O deputado federal Josimar Maranhãozinho, do PL do Maranhão, voltou a ser alvo da Polícia Federal na manhã desta quinta-feira, 25 de junho de 2026. Agentes cumpriram mandado de busca e apreensão na residência do parlamentar como parte de uma investigação sobre desvio de emendas do chamado orçamento secreto. As buscas foram autorizadas pelo ministro Flávio Dino, do Supremo Tribunal Federal.
A operação mira empresas contratadas para executar obras financiadas por verbas parlamentares. Segundo os investigadores, o repasse desses recursos teria sido feito por diferentes parlamentares. O deputado foi alvo da ação por ser sócio de uma das companhias investigadas. A apuração atual, no entanto, trata de fatos anteriores aos que já foram julgados pelo STF.
Maranhãozinho não é réu novato nesse tipo de acusação. Em março deste ano, ele foi condenado pelo Supremo a seis anos e cinco meses de prisão por cobrar propina em troca da liberação de emendas. A cobertura de centro, como a da CNN Brasil, relatou os fatos de forma factual: descreveu o mandado, atribuiu a autorização ao ministro Flávio Dino, contextualizou a condenação anterior e registrou que o deputado negou as irregularidades.
Veículos de direita, como a Veja, enfatizaram o histórico de reincidência do parlamentar e o vínculo societário com a empresa beneficiada pelo orçamento secreto, num enquadramento que sublinha a responsabilização individual do político e o funcionamento das instituições de controle.

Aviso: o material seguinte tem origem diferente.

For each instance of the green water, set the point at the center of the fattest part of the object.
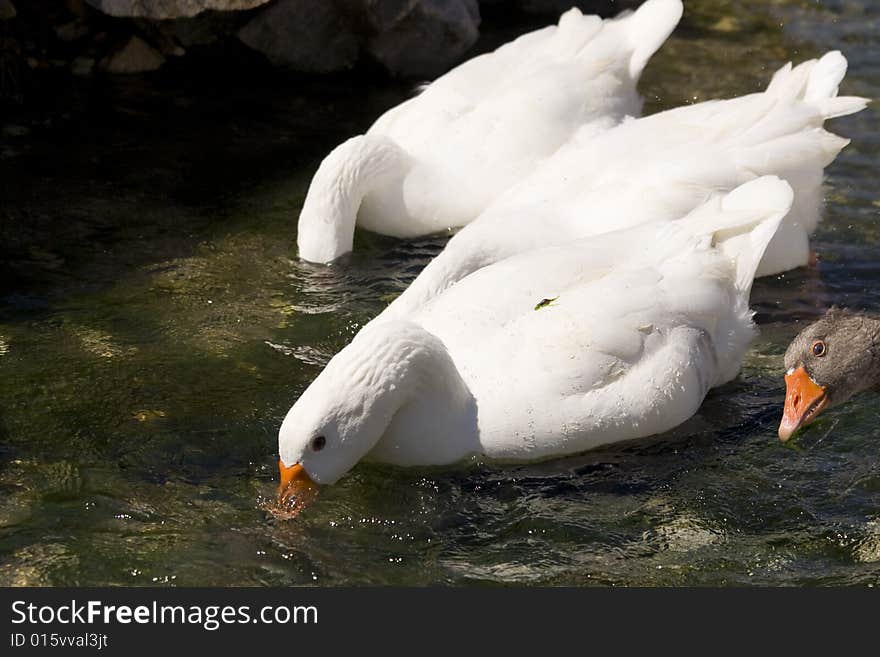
(155, 326)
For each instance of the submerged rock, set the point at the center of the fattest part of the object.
(313, 36)
(423, 38)
(7, 10)
(162, 9)
(136, 56)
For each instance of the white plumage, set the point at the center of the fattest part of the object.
(549, 352)
(437, 160)
(660, 167)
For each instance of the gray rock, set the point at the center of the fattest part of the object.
(314, 36)
(82, 66)
(162, 9)
(7, 10)
(72, 31)
(136, 56)
(421, 38)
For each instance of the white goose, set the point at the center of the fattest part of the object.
(660, 167)
(547, 353)
(437, 160)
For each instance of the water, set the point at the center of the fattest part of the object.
(155, 326)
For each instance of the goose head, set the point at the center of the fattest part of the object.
(325, 230)
(827, 363)
(357, 398)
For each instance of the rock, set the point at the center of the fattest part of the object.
(422, 38)
(82, 66)
(163, 9)
(136, 56)
(72, 31)
(313, 36)
(7, 10)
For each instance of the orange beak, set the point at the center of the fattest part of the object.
(804, 400)
(296, 486)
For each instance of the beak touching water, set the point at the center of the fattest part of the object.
(296, 487)
(804, 400)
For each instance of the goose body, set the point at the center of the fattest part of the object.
(549, 352)
(437, 160)
(661, 167)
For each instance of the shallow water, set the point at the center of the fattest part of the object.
(155, 326)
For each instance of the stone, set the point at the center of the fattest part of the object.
(82, 66)
(164, 9)
(7, 10)
(313, 36)
(422, 38)
(136, 56)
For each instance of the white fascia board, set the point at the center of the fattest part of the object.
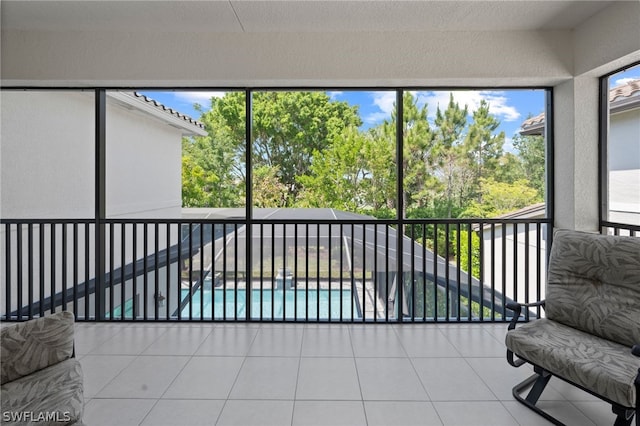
(133, 102)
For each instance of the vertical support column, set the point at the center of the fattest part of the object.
(603, 141)
(100, 201)
(399, 305)
(549, 170)
(576, 145)
(249, 207)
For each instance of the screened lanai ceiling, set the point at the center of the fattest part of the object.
(297, 15)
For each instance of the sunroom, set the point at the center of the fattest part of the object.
(417, 341)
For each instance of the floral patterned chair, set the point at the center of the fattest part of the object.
(590, 336)
(41, 381)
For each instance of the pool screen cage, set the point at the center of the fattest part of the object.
(297, 255)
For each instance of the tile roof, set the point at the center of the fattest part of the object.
(627, 90)
(532, 123)
(621, 98)
(171, 111)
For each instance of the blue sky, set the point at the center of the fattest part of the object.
(511, 106)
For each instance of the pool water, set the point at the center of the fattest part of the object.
(268, 303)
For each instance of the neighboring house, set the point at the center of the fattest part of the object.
(623, 151)
(48, 171)
(623, 202)
(48, 167)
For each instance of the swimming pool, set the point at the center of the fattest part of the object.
(267, 303)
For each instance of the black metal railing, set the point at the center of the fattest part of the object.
(272, 270)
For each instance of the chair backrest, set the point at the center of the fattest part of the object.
(593, 284)
(32, 345)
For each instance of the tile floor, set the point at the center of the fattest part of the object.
(310, 374)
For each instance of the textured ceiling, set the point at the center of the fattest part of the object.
(296, 16)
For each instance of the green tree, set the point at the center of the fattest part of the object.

A leitura predominante nesse campo é de que a conduta apurada diz respeito ao parlamentar e à empresa, não a um problema estrutural da atividade legislativa, e ressalta a presunção de inocência enquanto a investigação não se conclui.
Numa leitura de esquerda, o caso tende a ser apresentado como sintoma de um problema maior: a opacidade do orçamento secreto e a fragilidade do controle sobre as emendas parlamentares, que permitiriam a captura de recursos públicos por interesses privados. Nesse enquadramento, ganham relevo as verbas que deveriam financiar obras e serviços à população e a necessidade de mais transparência e fiscalização sobre o dinheiro movimentado pelo Congresso.
O que ainda não se sabe: as fontes não detalham os valores envolvidos no suposto desvio nem o alcance completo da operação, que seguia em andamento no momento das publicações. Também não há, até aqui, definição sobre eventuais novos desdobramentos judiciais para o deputado nem sobre o efeito do caso sobre o mandato, tema que, segundo a cobertura, caberá em última instância à Câmara dos Deputados.